General Data Protection Regulation (GDPR)
GDPR (General Data Protection Regulation) is a European law which affects all businesses and how they use personal data. The regulations are extensive but are essentially all about giving consumers (ie your guests) more control of their own data.
Full data mapping
We built an exhaustive map of all data handled by SuperControl, including connections with other Data Processors which ensures that we have the correct Data Processing Agreements with all partners.
GDPR introduced much tighter rules around subscriptions. Your guests need to opt-in to receive any marketing communication from you, including how you want to send this. For example, if you want to send them email marketing and a brochure this will now count as two subscription options.
The standard "opt-in" tick box on every form in SuperControl has a feature that lets you create your own subscription options. When guests tick subscription options we will correctly log this consent.
You will be able to filter by the different consent options and export data.
We also provide additional subscription links for channel or bookings that you add manually.
Guest data search
GDPR means that guests can contact you to find what data you are holding about them. A guest can also request for data to be removed, if it is no longer required. SuperControl has the tools to help you find, remove and mask guest data.
Prior to GDPR the email invitations to guests to place a review came directly from UpFront Reviews. This changed and now they come directly from you, like other booking emails. We hope that this will also encourage more guests to place reviews.
Ongoing security projects
Behind the scenes we continue to carry out a range of other security projects. We have a very experienced security consultant in-house who is constantly testing and improving our application and hosting environment.
Our aim is to implement "privacy by design" across the whole company. Privacy and security will be at the core of all future system developments.
Is there some text I can add to our Terms and Conditions to explain how our relationship with SuperControl?

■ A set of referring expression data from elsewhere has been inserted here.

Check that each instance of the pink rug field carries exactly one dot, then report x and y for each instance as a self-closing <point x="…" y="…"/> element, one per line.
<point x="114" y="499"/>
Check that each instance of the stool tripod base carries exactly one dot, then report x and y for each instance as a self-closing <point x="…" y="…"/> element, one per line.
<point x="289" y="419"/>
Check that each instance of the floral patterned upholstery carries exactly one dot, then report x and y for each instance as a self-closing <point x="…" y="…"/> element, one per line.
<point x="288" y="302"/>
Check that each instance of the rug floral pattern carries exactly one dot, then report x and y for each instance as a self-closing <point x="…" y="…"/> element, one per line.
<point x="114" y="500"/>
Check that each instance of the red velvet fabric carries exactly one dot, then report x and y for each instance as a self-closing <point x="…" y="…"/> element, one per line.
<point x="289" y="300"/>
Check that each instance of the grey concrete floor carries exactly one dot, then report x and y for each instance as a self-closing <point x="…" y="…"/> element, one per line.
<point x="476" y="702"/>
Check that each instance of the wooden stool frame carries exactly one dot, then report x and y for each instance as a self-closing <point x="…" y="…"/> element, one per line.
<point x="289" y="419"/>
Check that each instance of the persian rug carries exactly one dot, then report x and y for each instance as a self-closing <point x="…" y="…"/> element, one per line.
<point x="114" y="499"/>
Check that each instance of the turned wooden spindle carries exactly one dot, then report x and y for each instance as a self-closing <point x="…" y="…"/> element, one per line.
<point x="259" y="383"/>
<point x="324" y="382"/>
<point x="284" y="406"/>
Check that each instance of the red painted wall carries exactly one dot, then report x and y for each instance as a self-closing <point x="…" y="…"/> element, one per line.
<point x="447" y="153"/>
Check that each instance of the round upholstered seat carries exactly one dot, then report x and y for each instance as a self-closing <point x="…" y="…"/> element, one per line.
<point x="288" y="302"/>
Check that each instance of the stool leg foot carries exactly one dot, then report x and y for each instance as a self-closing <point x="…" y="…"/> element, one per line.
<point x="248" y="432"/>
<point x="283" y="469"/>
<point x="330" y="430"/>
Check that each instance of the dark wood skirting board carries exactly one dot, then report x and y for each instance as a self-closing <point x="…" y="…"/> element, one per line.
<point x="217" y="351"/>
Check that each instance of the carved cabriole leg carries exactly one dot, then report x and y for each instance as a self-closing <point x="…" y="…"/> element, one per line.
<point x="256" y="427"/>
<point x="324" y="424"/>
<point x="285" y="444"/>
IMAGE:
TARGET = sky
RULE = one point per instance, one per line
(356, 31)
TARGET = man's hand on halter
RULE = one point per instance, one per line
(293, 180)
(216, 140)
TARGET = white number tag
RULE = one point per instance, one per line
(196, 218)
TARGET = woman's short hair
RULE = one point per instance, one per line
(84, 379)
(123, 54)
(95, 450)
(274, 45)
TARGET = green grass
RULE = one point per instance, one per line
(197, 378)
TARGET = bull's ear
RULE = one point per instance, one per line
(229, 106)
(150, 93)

Yes, our legal advisor suggests that you could tell your guests the following:
“We use SuperControl to manage our online booking process. We have a written contract with SuperControl to ensure that they will process your data on our behalf in compliance with all applicable Data Protection Laws.”
No. You just need to show it on your website. If you do not have a website, we recommend you seek legal advice.
Yes. Under Admin > Terms and conditions.
Do I need to ask permission in the booking confirmation letter to keep contact details?
No. You don't need specific permission to process a transaction.
Do I need to tell my guests about the booking websites I advertise my properties on?
Providing you don't input personal data on any of the sites yourself, then no.
Do I need to tell guests that their booking is added to my SuperControl account?
No. SuperControl is a Data Processor. It's system exists to process your data on your behalf.
If previous guests do not want me to keep their details, do I need to inform SuperControl?
At the moment, yes. You need to raise a support ticket requesting SuperControl to remove the data from your account on your behalf. We will then send you a form to complete to detail the exact criteria of data that you would like to be permanently deleted.
Do I have to ask all of my previous guests for their consent to keep them on my mailing list?
If previous guests subscribed to your newsletters in the past, those permissions have been transferred to the default consent option.
All existing guest records where guests have not subscribed to the new opt-in methods would need to re-subscribe - similar to all of the opt-in emails you probably received on the lead up to May 2018 from websites you had used in the past. You could do this using a marketing email tool, eg MailChimp.
Do I need to ask PayPal to delete guest records as well?
No. The guest enters their data directly into PayPal.
If an iPhone is used to store images of payments or to send holiday business information to a third party, how does this comply with GDPR?
You need to ensure you are not capturing personal data unnecessarily.
If there is anything you are uncertain about, we strongly advise you to seek legal advice.